Brasa Ilha (2018), do Opavivará, apresentado na galeria A Gentil Carioca (Foto: Lula Buarque de Hollanda)

“Brasa ilha” (2018), o mais novo trabalho do Opavivará, apresentado na festa de 15 anos da galeria A Gentil Carioca, é a materialização do estado incendiário em que vivem as instituições brasileiras. Com o humor que marca as criações do coletivo carioca, a peça é constituída por uma antiga Brasília, modelo de carro fabricado pela Volkswagen nos anos 1970, customizada com churrasqueira e forno de pizza.

O incêndio que destruiu o Museu Nacional da Quinta da Boa Vista (1818-2018), trágico resultado do descaso político pela cultura, é execrado na mais recente obra de Anna Bella Geiger, a série de gravuras “Rrose Sélavy” (2018), apresentada no Manjar do Solar dos Abacaxis, evento com curadoria de Bernardo Mosqueira. Aquele que é um dos maiores atestados do fracasso de uma sociedade, ostenta as primeiras páginas dos jornais com intervenções gráficas de Geiger, que propõe a associação da tragédia com o alterego de Marcel Duchamp, Rrose Sélavy, que por sua vez faz um trocadinho com a expressão resignada “c’ est la vie”.

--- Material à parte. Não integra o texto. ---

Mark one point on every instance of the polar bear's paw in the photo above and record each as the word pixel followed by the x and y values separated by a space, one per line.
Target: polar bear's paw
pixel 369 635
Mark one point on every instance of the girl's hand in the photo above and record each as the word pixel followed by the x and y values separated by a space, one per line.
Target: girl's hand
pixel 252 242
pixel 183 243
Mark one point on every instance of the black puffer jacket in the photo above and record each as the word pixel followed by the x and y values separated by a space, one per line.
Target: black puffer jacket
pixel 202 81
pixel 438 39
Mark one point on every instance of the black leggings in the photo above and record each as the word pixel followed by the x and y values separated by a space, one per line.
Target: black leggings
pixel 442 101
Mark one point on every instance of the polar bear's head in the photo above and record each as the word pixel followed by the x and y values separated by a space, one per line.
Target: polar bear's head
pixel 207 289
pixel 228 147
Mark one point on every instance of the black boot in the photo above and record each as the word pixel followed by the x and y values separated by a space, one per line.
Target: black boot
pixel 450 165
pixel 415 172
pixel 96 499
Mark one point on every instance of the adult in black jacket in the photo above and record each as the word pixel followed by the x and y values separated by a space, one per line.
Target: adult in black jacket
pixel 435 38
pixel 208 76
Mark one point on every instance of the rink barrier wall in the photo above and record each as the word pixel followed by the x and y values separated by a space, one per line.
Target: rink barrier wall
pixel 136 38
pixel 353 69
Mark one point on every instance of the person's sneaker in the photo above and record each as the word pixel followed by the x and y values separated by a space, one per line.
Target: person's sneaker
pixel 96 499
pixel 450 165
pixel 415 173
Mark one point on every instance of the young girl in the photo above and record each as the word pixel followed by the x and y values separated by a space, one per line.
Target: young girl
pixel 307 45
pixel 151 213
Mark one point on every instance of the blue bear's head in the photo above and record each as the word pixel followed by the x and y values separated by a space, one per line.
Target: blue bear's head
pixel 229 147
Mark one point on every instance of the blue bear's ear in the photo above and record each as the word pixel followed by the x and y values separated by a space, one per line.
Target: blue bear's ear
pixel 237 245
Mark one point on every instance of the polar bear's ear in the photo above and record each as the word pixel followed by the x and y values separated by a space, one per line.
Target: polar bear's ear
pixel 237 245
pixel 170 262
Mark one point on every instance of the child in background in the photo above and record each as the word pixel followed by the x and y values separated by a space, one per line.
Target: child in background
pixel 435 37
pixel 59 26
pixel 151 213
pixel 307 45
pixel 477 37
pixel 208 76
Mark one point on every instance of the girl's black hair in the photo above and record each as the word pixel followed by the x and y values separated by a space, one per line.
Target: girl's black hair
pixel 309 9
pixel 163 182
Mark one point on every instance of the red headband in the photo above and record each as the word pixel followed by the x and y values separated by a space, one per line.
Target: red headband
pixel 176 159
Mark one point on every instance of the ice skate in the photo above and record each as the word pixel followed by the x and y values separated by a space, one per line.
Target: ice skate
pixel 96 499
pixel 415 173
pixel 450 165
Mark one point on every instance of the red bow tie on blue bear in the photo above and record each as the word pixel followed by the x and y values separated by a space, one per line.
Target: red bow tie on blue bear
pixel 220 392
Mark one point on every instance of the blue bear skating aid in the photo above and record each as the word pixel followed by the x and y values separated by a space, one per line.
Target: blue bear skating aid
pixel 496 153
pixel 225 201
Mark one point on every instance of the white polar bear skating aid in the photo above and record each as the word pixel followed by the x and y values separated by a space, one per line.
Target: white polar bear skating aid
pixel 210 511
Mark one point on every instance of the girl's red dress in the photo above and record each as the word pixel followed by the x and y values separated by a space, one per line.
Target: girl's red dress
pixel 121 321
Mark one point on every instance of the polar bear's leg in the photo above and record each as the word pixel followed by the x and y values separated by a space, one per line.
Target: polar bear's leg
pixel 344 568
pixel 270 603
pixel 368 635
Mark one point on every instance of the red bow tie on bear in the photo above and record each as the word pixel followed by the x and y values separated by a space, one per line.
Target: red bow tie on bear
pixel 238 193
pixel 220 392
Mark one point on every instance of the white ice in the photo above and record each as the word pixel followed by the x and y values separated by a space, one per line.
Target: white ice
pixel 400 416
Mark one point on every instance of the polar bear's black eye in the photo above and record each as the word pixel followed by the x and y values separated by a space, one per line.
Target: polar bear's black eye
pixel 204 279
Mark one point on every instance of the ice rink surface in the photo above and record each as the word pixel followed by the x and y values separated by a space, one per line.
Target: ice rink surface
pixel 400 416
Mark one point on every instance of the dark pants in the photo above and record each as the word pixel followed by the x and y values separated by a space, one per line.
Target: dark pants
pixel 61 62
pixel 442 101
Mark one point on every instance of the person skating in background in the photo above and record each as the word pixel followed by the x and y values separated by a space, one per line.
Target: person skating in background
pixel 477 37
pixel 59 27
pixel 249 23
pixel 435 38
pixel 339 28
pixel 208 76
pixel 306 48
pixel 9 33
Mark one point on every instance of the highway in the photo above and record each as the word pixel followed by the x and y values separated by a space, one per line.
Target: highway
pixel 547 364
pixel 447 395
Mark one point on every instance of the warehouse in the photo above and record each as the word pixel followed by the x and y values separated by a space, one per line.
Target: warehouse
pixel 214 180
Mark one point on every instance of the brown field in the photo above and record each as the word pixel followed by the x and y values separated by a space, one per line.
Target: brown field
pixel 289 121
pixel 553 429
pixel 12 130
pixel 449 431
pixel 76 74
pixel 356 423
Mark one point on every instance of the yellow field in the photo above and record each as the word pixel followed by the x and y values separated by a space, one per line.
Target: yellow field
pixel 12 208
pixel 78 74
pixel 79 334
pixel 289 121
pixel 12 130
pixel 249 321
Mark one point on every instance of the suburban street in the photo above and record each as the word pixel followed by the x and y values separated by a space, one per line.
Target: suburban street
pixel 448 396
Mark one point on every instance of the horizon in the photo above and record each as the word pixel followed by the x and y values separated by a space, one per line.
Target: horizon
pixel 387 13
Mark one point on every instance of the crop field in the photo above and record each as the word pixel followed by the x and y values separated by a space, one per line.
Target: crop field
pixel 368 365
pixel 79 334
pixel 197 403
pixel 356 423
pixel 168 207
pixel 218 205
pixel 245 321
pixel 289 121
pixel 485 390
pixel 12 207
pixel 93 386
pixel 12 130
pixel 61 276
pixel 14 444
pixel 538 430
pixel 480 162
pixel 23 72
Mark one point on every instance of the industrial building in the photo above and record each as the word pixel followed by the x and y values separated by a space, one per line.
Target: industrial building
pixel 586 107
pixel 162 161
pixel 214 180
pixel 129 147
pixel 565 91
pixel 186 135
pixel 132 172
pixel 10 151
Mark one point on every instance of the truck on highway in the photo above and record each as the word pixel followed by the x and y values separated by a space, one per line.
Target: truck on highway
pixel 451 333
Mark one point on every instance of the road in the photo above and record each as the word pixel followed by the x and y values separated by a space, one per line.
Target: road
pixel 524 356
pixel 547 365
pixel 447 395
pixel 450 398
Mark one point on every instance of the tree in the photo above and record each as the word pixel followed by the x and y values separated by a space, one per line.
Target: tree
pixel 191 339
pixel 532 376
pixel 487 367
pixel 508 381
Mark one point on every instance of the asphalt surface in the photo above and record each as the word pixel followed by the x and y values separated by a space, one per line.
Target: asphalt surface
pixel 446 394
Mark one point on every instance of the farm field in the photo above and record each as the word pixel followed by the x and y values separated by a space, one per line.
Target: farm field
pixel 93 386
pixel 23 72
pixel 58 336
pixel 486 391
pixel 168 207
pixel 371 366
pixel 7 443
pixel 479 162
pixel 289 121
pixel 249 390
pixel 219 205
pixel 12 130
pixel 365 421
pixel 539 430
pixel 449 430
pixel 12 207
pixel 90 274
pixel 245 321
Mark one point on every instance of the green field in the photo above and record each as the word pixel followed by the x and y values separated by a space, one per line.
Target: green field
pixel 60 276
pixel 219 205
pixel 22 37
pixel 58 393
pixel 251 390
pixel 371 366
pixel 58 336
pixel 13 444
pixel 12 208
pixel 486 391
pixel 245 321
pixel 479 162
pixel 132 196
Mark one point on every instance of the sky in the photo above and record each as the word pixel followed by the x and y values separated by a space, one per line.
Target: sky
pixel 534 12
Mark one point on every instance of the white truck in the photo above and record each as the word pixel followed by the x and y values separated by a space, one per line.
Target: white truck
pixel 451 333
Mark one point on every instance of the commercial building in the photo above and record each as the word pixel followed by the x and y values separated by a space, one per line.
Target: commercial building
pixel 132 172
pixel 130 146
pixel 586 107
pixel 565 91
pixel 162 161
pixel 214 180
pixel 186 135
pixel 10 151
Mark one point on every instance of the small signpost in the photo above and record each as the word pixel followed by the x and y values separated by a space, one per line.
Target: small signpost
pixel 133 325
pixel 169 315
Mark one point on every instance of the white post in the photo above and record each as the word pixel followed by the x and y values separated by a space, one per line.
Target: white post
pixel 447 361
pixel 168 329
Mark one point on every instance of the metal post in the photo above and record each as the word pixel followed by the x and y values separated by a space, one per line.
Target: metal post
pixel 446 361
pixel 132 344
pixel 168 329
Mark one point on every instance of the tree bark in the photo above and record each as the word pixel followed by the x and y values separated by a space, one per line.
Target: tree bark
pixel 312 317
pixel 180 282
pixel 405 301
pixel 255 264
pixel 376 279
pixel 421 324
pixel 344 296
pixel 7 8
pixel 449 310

Se deixando guiar pela ideia da destruição para compor a “Respiração Krajcberg” – que integra obras do escultor Frans Krajcberg (1921-2017) à coleção da Casa-museu Eva Klabin –, o curador Marcio Doctors toca no caráter criminoso das queimadas na Amazônia. De forma inesperada, acaba por referir-se também ao crime de descaso que levou ao desaparecimento do mais rico acervo de história natural e cultural brasileira. A carbonização da história é também evocada por Rodrigo Braga na exposição individual “Os Olhos Cheios de Terra”, na Anita Schwartz Galeria de Arte. Em uma série de fotoperformances, o artista veste-se de preto e branco, com a pele tingida a gesso e carvão, e chama atenção para os perigos da polarização da sociedade. “No campo dos radicais opostos, a intolerância é combustível”, afirma o artista.

Para endossar a urgência de um chamado à construção do diálogo (ao invés do erguimento de trincheiras de guerra), o curador Leno Veras reuniu Lula Buarque de Hollanda e Marlos Bakker na exposição “Os Muros”, na galeria da Gávea. As fotografias de Bakker discorrem sobre o contraste social de dois bairros vizinhos e a videoinstalação de Buarque de Hollanda descortina dois Brasis polarizados, tendo entre eles o muro do impeachment, instalado na Esplanada dos Ministérios, em Brasília. Em comentário que dialoga com a mostra de Moacir dos Anjos sobre a utopia, Veras afirma: “Isolados pelas cercas e distanciados pelas grades, a arquitetura utópica de um estado de bem estar social deu lugar a urbanismos distópicos, cujos alicerces estruturam a segregação”. E sugere: “É preciso fincar muralha (uma única; e esta, sim, pétrea) entre a sociedade e o extremismo”.